Potential blockbuster spinal muscular atrophy drug will be filed “in the coming months” 

Biogen

Biogen has paid $75m to take control of Ionis’ nusinersen for spinal muscular atrophy (SMA) after the drug met its objectives in a phase III trial.

The big biotech has said it will now press ahead with regulatory filings for nusinersen in SMA – a rare genetic disease that causes muscle weakness and progressive loss of movement – “in the coming months”, with analysts suggesting it could develop into a $1bn-plus product.

SMA is caused by deterioration in the nerve cells connecting the brain and spinal cord to the body’s muscles, and Ionis was testing nusinersen in an infantile-onset form of the disease to see if it could improve motor function.

The 13-month ENDEAR study revealed that patients taking nusinersen were significantly more likely to achieve an increase in motor function, measured using the Hammersmith Infant Neurological Examination scale, compared to those on placebo.

The trial has now been halted and all placebo patients have been offered the option to swap over to treatment with the active drug (also known as ISIS-SMNRx), which is an antisense compound designed to correct the expression of a gene – called SMN1 – that is impaired in SMA.

A second phase III trial called CHERISH is also ongoing and is due to generate results next year, according to Ionis (formerly known as Isis).

Earlier this year Ionis reported phase II results from an open-label study, which suggested that nusinersen could improve event-free survival and increase muscle function in babies with type 1 (early-onset) SMA.

Some babies were able to sit unaided – something that rarely happens in this form of SMA – and at a recent follow-up assessment there were examples of some of the treated infants crawling, standing and even walking, according to Ionis’ chief business officer Sarah Boyce.

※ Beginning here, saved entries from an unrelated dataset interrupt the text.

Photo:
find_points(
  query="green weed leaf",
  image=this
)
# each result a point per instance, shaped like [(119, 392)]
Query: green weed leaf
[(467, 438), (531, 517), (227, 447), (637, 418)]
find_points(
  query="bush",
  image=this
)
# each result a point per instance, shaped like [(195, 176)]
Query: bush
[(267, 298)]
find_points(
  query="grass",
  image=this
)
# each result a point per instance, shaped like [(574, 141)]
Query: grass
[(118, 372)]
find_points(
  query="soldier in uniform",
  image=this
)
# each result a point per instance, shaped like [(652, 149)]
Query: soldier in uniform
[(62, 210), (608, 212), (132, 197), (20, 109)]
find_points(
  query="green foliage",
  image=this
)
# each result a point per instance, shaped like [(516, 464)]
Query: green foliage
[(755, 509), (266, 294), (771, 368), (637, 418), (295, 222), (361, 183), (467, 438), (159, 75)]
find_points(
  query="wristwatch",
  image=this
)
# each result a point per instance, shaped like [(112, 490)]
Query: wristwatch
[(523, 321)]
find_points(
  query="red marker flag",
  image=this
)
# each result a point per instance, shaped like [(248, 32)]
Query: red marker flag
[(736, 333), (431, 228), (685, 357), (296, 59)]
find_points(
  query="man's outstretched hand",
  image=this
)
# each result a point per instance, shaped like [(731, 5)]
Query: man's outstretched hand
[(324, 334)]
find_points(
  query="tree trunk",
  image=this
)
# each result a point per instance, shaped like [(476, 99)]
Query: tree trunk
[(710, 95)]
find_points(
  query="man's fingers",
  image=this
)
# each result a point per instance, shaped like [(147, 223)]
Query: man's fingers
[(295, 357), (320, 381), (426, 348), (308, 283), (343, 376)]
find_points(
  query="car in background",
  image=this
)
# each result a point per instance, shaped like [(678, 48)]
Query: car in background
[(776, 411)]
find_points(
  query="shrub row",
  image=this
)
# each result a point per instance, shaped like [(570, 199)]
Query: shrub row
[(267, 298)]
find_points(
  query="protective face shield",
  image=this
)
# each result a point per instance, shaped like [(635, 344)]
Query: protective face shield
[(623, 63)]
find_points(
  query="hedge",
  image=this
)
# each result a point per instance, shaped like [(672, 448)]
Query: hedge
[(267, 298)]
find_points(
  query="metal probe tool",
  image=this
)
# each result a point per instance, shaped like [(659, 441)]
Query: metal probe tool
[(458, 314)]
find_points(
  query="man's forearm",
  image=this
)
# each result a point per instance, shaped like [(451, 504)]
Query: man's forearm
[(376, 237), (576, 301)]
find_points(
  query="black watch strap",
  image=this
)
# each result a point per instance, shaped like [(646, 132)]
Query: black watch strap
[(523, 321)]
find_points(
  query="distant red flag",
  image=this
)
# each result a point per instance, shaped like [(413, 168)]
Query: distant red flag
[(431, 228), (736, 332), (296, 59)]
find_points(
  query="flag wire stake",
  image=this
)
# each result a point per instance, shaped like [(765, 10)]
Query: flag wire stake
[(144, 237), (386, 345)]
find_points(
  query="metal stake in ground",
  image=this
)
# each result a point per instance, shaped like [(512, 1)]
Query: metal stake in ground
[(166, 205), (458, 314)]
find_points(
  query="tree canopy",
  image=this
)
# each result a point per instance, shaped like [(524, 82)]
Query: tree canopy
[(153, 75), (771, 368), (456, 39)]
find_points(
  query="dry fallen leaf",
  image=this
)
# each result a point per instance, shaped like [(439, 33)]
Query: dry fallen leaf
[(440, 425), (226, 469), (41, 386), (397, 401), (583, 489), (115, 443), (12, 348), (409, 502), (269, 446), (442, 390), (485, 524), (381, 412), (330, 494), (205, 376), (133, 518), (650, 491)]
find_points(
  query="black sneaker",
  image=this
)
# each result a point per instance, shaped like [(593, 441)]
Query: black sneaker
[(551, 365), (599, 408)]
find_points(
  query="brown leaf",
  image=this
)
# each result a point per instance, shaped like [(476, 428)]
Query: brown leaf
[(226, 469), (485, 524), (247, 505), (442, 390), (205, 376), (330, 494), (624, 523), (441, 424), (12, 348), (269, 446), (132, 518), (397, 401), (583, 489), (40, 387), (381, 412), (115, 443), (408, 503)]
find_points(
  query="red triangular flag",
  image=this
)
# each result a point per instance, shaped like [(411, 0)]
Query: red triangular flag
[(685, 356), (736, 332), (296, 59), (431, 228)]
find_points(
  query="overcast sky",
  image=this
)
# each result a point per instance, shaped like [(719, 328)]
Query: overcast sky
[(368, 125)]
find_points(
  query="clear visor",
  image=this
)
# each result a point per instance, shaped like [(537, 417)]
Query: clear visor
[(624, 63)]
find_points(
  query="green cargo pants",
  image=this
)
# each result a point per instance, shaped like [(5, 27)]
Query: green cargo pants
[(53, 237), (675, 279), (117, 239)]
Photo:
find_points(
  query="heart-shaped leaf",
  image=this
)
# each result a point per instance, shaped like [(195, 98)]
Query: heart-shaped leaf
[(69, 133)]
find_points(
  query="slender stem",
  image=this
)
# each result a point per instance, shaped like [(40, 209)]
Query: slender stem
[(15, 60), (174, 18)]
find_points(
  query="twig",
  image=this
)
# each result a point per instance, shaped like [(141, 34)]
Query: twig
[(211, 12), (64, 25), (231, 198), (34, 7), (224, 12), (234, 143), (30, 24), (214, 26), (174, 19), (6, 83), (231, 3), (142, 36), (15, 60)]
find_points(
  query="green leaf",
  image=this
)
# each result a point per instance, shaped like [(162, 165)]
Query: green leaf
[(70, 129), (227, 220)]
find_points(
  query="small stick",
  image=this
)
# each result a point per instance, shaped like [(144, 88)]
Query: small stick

The encouraging data prompted Biogen to exercise an option to develop and commercialise nusinersen globally, taking on responsibility for future costs associated with the programme. Alongside the $75m option payment, Biogen will also pay Ionis up to $150m in regulatory milestones plus tiered royalties up to a mid-teens percentage on potential sales.

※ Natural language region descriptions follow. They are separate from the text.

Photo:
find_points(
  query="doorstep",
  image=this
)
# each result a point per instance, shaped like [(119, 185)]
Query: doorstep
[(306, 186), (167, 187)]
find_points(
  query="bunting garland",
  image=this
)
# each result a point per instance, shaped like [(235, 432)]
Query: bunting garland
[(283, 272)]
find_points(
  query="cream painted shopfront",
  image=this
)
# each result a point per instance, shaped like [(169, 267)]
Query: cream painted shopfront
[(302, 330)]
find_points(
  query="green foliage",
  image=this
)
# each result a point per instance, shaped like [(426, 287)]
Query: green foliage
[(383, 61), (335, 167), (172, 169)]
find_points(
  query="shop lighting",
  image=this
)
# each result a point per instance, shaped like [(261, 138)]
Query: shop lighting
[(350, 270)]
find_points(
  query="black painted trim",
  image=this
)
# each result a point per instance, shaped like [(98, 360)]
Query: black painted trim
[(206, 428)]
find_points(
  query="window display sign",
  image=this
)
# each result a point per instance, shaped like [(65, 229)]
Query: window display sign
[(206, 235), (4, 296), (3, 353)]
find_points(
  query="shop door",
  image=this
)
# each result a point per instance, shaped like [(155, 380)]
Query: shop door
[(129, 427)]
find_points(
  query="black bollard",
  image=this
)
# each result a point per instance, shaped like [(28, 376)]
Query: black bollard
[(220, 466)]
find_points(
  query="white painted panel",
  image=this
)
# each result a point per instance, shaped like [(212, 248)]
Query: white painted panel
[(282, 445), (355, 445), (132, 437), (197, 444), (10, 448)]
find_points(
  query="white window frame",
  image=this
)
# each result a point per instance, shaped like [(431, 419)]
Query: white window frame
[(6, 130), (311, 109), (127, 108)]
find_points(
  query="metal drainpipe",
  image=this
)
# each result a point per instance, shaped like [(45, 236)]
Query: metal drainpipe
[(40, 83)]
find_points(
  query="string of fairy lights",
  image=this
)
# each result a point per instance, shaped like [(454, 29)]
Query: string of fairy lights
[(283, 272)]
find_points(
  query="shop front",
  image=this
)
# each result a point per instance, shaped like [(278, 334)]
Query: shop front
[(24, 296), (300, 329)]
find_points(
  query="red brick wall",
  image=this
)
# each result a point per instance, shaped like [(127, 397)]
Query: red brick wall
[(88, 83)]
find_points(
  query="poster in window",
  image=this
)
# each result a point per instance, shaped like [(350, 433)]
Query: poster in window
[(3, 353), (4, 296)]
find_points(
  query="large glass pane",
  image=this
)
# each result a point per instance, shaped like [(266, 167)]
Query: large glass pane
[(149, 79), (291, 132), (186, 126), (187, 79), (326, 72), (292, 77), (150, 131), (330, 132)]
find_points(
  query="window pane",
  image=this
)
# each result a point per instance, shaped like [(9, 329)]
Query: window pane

Biogen is already running two phase II clinical trials of nusinersen, NURTURE and EMBRACE. NURTURE will examine the efficacy of the drug in pre-symptomatic SMA infants, while EMBRACE is testing the drug in patients who do not meet the entry criteria for ENDEAR and CHERISH.

Approximately one out of every 40 individuals in the US is a carrier of the gene responsible for SMA, and the disease affects around 1 in 10,000 live births. It is the leading cause of genetic infant death and there is currently no approved treatment.

“We see a large opportunity for nusinersen to potentially provide value to patients with SMA and to create a considerable commercial opportunity for about 30,000 to 35,000 patients with SMA in the EU, US and Japan,” said Boyce.

Other companies working on therapies for SMA include Roche/Trophos, Astellas/Cytokinetics and Pfizer/Repligen.